Dans une sociolinguistique qui vise à expliquer les phénomènes de variation linguistique retrouvés dans une même communauté, et qui ne relèvent pas de dynamiques internes à la langue, il devient nécessaire de prendre en considération un vaste éventail de facteurs divers. Cela dit, les théories qui définissent le nombre et la nature des facteurs sur lesquels se focaliser sont plusieurs et diffèrent entre elles par rapport aux approches et aux points de vue qu’elles adoptent dans la conception et l’analyse des faits linguistiques. M’interrogeant sur la variation entre /q/ et /g/ (dans seulement cinq lexèmes) telle que j’ai pu la relever dans le parler d’un groupe de locuteurs marocains de 18 à environ 80 ans habitant la même ville, j’ai essayé de prendre en considération le plus grand nombre de facteurs possibles pendant la phase d’enquête sur le terrain ; puis, pendant la phase d’analyse, je suis parti de la variation générale observée dans le groupe des locuteurs pour identifier lesquels de ces facteurs servent à l’expliquer.
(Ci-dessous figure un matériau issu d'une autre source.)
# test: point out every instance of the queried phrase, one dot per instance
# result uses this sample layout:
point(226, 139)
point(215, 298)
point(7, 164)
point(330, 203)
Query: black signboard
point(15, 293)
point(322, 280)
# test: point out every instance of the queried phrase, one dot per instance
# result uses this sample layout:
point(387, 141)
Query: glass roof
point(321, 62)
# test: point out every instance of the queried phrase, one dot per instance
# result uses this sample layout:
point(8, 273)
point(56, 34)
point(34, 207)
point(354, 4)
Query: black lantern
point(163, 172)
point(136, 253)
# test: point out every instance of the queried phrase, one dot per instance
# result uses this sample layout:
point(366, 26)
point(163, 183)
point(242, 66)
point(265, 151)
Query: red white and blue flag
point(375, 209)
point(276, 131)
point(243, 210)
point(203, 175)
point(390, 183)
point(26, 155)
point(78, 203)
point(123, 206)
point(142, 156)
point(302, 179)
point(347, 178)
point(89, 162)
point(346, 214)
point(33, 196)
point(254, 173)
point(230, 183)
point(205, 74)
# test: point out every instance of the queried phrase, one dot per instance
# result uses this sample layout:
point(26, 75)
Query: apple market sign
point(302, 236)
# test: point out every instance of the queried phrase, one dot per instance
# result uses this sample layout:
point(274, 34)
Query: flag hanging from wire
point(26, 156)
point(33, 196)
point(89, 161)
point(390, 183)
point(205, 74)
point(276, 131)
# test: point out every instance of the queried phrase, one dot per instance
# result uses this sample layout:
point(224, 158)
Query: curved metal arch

Ensuite, j’ai analysé des cas particuliers de variation dans le parler d’un même locuteur pour les comparer aux résultats obtenus de l’analyse générale, le but final étant celui de cerner les valeurs sociales que les locuteurs attribuent à l’usage de /q/ et /g/ respectivement. Dans les conclusions que je tire de ce travail, et que je souhaiterais discuter avec vous pendant notre prochaine séance (tout comme les passages techniques et logiques que j’ai suivis pour arriver auxdites conclusions), j’identifie de différentes connotations sociales pas tant dans l’usage de /q/ ou /g/ dans les lexèmes sélectionnés, que dans la proportion d’usage des deux traits en alternance l’un avec l’autre, même si en des proportions différentes selon le lexème (ce que je proposerais également comme sujet de discussion).

Voici quelques-unes des références qui ont supporté mon travail d’analyse :
Al-Wer, E., & Hérin, B. (2011), « The lifecycle of Qaf in Jordan. » Langage et société, (4), 59-76 p.
Hachimi, A. (2011), « Réinterprétation sociale d’un vieux parler citadin maghrébin à Casablanca », Langage et société, (4), pp. 21-42
Labov, L. (1976) [1972], « Les mécanismes du changement linguistique », Sociolinguistique, 231-256 p.